Si no fuera porque afecta y perjudica a millones de mexicanos, la administración de justicia en nuestro país sería motivo de carcajadas, salvo que no pasa la prueba de la risa. Lo sucedido con Emilio Lozoya, la Fiscalía General de la República (FGR), la Unidad de Inteligencia Financiera (UIF), el Hunan y el juez Artemio Zuñiga Mendoza es francamente bochornoso. Debiera avergonzarnos a todos.

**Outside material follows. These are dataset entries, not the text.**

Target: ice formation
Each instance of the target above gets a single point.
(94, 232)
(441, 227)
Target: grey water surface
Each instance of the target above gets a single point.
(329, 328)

No es muy popular decir que Lozoya debe permanecer en libertad mientras no sea sentenciado. Pero tal es la única conclusión lógica a la que cualquiera puede llegar después del sainete de ayer y de los dieciséis meses que han transcurrido desde que el exdirector de Pemex llegó a México tras haber sido detenido en España. Lozoya es un culpable confeso, cierto, aunque el valor de la confesión como prueba es tema de discusión en México y en muchos países. Yo espero que algún día sea juzgado y encontrado culpable, y que entonces cumpla su sentencia en la cárcel. Pero ese día no ha llegado. El único día que llegó fue el día cuando Andrés Manuel López Obrador enfureció con la Fiscalía y le ordenó que no aceptara la solicitud de Lozoya de extender el plazo para presentar más pruebas contra Enrique Peña Nieto, Luis Videgaray, Ricardo Anaya, Jorge Luis Lavalle, et al.; el mismo día cuando el Ministerio Público solicitó la prisión preventiva justificada que no solicitó hace meses y el juez de control otorgó las medidas que no impuso hace más de un año.

Los fiscales hicieron un ridículo mayor al confesar abiertamente que el problema fue el episodio del Hunan, en el que Lozoya al parecer demostró una falta de “pudor procesal”  —whatever that means— y un “comportamiento” que no se ajustaba al de una persona sujeta a un proceso penal: una provocación. Todo eso puede o no ser cierto, pero lo que hizo Lozoya en el Hunan no era ilegal, como el propio y pobre juez lo reconoció. En todo caso muestra la falta de riesgo de fuga. La UIF también hizo un oso terrible, al pedirle a Lozoya un “comportamiento diverso”, como si hubiera un Manual de Carreño para los acusados que enfrentan su proceso en libertad.

Pero el oso mayor fue el del juez. Es cierto que no impuso la prisión preventiva hace dieciséis meses porque la Fiscalía no la solicitó y porque sin dicha solicitud, a decir muchos penalistas, no podía imponerla por su cuenta. Pero el juez sí podía decir que la prisión preventiva no se justificaba en esta ocasión, ya que nada había cambiado entre el día de ayer, cuando Lozoya estaba libre en espera de presentar pruebas de sus acusaciones, y el día de hoy, cuando se encuentra tras la rejas. Los delitos de los cuales se le acusa son los mismos. Sus recursos financieros, sus contactos y redes para evadirse son los mismos. La mejor prueba de que no existía riesgo de fuga es… que no se fugó.

El juez hubiera podido perfectamente afirmar que en este caso no aplica el principio de rebus sic stantibus; es decir, que su decisión debía cambiar porque las circunstancias cambiaron. Lo único que cambió fue el estado de ánimo presidencial y la sensibilidad de la Fiscalía ante esa mutación anímica. El MP, la UIF y el juez le jugaron cubano a Lozoya —como antes a Rosario Robles y a Jorge Lavalle— al hacerle pensar que seguiría en libertad una vez que se presentara físicamente a la audiencia. Además, le darán toda la razón a Ricardo Anaya si estos días no se presenta a su audiencia y permanece fuera del país.

Me podría dar gusto que Lozoya esté en el tanque: lo merece y le toca. Creo también que, al igual que Sir Francis Drake, robó para la Corona y no tanto para sí mismo, al igual que Rosario Robles. Pero la farsa de ayer muestra la completa ausencia de justicia en México, para ricos y pobres, para justos y pecadores, para chivos expiatorios y presos políticos, bajo el PRI y con la 4T. Lo bueno es que la gente ya no se la cree: de acuerdo con una encuesta publicada el día de hoy en El Financiero, el 37 % de los mexicanos tiene una opinión favorable del combate de AMLO contra la corrupción —pero el 49 % tiene una opinión desfavorable—.